Le retour des moutons en forêt de fontainebleau

L’ONF lance une expérimentation pour le moins originale. Depuis le 8 avril, cent brebis ont élu domicile en forêt de Fontainebleau. Une solution choisie pour l’entretien des milieux ouverts : pelouses, landes.



L’Office national des forêts avec le concours de Seine-et-Marne environnement, de la réserve de biosphère de Fontainebleau et du Gâtinais et de l’association « les champs des possibles », expérimente l’éco-pâturage sur le massif forestier de Fontainebleau. Depuis le 8 avril, cent brebis ont investi 40 ha de forêt sur deux sites à grand intérêt écologique et paysager : le Mont Merle et la plaine de Macherin.

Grâce au pâturage, l’ONF souhaite maitriser la croissance de la végétation sur ces espaces qu’il est important de maintenir ouverts. Les landes, prairies ou pelouses, qui les composent abritent en effet des espèces végétales et animales caractéristiques.
Or, ces milieux se referment spontanément sous l’effet d’une végétation buissonnante et arborée comme les épineux : aubépine, prunelier. La consommation de ces végétaux par les ovins contribuera ainsi à préserver la biodiversité sur ces sites. Une alternative à l’entretien mécanique qui sera conduite par un jeune éleveur. Soutenu par la couveuse de projets agricoles « les champs des possibles » et accompagné par un réseau d’agriculteurs expérimentés, il forme depuis quelques mois, son cheptel de brebis solognotes. Cette race ancienne, appréciée pour sa rusticité, s’adapte facilement au terrain tout en présentant l’avantage de se nourrir d’une végétation pauvre et ligneuse. Les agneaux seront vendus en circuits courts localement.
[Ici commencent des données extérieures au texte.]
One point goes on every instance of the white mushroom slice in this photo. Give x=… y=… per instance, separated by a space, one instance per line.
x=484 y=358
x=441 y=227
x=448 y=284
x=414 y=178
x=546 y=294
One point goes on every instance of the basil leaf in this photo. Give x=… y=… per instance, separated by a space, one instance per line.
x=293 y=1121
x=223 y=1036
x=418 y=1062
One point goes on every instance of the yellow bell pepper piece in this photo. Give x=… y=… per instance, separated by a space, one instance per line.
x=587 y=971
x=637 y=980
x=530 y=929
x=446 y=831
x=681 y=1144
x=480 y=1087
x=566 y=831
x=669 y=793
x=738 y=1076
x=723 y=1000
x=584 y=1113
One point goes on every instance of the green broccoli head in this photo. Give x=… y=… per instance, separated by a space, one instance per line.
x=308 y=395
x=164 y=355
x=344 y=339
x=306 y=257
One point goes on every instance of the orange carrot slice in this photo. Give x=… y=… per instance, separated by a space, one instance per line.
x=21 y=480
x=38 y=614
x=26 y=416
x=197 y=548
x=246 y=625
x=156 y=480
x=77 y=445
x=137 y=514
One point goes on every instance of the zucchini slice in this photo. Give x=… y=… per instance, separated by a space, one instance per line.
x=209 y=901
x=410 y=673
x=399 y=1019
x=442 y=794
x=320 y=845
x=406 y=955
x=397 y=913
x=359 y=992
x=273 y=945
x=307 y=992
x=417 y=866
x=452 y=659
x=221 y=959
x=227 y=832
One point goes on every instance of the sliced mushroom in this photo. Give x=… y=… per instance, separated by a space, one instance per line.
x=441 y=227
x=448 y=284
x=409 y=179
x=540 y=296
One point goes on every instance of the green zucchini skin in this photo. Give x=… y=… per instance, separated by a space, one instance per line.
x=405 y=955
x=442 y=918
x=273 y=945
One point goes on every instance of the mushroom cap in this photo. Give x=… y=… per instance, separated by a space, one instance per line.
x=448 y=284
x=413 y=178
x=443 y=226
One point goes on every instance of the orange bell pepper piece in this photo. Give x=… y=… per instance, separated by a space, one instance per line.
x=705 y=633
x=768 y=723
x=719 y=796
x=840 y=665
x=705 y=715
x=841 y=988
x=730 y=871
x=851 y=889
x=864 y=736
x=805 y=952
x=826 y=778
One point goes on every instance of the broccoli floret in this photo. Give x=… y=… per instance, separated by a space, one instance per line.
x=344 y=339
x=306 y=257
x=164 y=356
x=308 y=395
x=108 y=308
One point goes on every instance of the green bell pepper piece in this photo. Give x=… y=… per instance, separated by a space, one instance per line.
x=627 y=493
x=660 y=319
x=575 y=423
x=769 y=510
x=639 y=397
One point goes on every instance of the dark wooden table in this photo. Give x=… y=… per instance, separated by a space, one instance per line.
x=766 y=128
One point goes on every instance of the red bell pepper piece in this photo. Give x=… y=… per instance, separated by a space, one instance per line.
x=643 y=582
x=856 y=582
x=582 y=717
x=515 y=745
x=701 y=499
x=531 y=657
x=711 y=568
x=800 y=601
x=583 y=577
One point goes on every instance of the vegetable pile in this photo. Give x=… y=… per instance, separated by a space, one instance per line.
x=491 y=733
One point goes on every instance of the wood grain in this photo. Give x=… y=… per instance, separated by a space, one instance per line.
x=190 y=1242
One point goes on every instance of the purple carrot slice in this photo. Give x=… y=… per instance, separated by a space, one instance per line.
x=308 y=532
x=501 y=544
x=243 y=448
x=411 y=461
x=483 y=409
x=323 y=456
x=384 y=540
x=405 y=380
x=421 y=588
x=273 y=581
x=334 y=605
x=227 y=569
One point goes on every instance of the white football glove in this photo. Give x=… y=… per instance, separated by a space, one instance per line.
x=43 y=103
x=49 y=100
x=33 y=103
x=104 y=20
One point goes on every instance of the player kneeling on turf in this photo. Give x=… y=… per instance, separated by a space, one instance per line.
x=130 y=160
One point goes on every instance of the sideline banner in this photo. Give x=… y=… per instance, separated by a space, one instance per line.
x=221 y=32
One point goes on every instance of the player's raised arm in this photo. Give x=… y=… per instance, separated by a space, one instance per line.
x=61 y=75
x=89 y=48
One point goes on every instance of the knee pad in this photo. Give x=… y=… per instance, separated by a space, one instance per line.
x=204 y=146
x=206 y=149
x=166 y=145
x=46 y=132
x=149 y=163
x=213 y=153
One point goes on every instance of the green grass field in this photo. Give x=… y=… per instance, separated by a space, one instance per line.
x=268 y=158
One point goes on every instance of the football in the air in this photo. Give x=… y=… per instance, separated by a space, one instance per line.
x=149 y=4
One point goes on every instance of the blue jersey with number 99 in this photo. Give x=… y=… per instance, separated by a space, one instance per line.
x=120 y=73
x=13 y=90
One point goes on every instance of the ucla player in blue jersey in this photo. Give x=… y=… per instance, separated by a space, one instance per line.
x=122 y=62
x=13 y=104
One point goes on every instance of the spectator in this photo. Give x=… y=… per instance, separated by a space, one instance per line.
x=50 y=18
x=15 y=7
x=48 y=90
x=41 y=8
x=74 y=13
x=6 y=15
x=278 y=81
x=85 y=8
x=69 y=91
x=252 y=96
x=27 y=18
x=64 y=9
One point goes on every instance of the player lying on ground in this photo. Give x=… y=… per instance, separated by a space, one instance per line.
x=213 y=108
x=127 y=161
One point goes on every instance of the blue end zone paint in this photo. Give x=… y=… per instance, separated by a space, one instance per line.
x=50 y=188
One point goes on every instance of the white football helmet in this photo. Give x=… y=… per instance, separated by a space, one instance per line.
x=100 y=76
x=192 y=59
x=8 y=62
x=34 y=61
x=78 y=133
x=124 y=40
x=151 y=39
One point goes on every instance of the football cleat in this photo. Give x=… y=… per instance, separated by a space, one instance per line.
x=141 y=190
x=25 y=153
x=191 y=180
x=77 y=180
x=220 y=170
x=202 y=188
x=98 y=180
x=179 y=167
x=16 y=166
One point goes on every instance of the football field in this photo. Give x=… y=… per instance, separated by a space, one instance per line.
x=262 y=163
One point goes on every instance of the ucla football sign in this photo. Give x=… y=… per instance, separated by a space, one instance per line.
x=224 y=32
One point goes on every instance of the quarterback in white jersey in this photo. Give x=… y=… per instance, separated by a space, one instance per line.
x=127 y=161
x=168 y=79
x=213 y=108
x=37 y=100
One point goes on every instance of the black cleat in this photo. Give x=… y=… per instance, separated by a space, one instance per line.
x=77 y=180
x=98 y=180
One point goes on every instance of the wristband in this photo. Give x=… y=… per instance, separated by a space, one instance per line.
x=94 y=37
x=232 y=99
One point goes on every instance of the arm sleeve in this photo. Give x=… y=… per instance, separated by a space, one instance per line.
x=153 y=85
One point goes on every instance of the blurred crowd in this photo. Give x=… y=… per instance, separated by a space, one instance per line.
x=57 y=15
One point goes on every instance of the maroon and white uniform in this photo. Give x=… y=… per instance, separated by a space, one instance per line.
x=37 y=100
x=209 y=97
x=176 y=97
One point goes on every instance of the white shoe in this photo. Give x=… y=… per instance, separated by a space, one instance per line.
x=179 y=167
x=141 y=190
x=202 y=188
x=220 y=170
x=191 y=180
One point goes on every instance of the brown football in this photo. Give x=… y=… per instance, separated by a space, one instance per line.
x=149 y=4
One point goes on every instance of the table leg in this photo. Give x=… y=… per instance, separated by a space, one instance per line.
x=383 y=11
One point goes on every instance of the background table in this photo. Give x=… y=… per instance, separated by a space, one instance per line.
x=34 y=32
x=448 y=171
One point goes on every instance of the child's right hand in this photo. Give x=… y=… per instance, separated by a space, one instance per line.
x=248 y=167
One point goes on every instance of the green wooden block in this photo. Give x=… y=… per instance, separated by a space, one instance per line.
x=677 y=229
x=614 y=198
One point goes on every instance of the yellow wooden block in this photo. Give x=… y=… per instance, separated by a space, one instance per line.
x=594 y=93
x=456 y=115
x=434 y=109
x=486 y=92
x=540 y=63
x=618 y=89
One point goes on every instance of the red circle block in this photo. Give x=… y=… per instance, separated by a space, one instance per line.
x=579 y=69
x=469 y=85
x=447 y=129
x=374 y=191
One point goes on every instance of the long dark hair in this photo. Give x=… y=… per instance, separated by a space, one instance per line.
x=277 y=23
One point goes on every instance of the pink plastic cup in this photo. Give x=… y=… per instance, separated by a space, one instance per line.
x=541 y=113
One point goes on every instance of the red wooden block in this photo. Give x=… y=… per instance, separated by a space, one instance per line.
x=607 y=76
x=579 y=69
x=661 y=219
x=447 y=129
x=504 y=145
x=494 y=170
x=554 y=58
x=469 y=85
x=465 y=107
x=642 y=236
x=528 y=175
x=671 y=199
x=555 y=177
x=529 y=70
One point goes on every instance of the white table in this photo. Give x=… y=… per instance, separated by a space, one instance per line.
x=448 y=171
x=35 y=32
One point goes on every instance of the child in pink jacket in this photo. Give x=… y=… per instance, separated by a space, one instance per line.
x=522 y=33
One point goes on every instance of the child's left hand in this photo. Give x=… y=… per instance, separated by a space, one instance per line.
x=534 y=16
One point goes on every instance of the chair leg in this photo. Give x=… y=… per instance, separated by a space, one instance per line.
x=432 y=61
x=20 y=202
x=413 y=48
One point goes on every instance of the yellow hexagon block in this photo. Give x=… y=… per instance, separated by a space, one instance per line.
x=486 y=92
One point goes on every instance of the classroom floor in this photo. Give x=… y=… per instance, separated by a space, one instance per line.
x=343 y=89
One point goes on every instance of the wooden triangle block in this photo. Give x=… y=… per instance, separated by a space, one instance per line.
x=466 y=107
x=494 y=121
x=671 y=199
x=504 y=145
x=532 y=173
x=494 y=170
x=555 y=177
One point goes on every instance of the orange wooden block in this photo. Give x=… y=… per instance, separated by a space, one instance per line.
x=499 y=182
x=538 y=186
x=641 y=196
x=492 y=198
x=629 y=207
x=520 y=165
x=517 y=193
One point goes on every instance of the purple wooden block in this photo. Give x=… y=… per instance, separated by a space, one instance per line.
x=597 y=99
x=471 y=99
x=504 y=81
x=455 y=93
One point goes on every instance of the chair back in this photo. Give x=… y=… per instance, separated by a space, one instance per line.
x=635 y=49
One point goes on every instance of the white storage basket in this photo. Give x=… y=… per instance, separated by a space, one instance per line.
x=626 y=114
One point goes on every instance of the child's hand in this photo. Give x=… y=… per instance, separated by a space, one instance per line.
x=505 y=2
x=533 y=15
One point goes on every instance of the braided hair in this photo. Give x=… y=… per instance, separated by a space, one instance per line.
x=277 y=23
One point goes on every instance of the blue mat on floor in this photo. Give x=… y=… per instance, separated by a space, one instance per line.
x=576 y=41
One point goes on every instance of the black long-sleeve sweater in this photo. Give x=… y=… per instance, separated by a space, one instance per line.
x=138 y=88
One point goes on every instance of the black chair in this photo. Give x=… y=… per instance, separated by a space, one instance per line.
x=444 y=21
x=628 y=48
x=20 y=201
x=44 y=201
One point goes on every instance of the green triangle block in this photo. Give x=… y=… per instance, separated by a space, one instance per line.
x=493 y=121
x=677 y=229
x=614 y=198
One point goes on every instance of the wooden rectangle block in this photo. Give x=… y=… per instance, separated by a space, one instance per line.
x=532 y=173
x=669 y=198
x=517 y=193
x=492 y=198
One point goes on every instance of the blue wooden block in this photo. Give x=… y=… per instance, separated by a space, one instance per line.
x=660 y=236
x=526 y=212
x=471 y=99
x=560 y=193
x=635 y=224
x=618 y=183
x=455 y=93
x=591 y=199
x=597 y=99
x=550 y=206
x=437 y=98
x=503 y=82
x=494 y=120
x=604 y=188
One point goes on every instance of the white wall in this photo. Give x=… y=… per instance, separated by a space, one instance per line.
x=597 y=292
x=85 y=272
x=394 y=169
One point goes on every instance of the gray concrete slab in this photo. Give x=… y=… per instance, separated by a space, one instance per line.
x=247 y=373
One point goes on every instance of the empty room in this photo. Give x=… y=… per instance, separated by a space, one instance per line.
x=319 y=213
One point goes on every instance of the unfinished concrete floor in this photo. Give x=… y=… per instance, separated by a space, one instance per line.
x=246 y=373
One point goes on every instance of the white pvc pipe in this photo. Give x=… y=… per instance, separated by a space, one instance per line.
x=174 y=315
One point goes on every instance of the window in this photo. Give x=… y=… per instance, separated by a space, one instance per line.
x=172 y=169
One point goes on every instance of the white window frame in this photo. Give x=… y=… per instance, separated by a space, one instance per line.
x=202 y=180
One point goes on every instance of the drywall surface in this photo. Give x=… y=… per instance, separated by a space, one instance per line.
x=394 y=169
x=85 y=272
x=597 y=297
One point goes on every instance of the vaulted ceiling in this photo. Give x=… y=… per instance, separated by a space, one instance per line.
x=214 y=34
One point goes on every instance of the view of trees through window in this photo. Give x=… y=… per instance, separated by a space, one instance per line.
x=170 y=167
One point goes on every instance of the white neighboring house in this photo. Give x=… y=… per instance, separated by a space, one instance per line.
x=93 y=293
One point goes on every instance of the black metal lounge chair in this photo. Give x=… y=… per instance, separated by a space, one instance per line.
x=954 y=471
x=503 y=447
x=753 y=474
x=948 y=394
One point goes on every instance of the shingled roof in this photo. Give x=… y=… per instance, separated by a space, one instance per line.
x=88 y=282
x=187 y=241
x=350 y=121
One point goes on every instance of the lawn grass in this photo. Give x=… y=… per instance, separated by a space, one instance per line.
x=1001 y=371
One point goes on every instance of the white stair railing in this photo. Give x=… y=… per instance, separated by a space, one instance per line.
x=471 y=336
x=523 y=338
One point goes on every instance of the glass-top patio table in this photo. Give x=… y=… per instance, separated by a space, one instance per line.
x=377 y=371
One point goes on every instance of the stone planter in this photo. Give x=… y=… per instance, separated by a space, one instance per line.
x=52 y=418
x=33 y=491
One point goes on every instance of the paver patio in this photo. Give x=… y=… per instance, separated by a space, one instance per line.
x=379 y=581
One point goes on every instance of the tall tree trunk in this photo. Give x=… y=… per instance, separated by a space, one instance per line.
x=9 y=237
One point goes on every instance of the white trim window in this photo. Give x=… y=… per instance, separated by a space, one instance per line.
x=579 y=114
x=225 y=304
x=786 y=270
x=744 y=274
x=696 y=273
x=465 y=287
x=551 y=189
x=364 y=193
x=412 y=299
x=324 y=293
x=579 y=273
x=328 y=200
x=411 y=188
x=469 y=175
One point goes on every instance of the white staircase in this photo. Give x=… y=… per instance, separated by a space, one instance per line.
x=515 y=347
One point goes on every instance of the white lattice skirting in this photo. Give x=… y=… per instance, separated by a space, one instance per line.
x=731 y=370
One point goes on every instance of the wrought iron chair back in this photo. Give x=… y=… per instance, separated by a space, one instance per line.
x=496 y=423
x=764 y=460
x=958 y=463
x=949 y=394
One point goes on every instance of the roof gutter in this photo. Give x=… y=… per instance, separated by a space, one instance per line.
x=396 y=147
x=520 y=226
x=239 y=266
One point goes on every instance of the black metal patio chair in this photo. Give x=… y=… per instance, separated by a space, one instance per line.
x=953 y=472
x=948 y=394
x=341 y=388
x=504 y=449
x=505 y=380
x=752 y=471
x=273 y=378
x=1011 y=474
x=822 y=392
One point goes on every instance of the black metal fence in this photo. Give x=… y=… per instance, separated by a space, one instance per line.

Maintenus dans leur zone de travail en forêt, les animaux resteront sous le contrôle de leur berger, aidé par ses chiens, et feront l’objet d’une surveillance permanente. Pour éviter le dérangement du troupeau, l’ONF appelle à la prudence et à la responsabilité de chacun à l’approche des lieux. Les brebis consomment la végétation forestière, il est par ailleurs interdit de les nourrir.
Après plusieurs mois d’expérimentation, un inventaire des espèces et des habitats sera réalisé pour mesurer l’efficacité de cette intervention. Ce projet a été réalisé avec le soutien financier de la région Île-de-France. 

Un projet soutenu par le programme pour l’Homme et la Biosphère de l’Unesco et la Réserve de biosphère de Fontainebleau-Gâtinais qui encouragent le développement d’activités d’élevage basées sur l’élaboration de produits issus d’un savoir faire spécifique valorisable en circuit court, et sur des pratiques favorables à l’amélioration de l’environnement.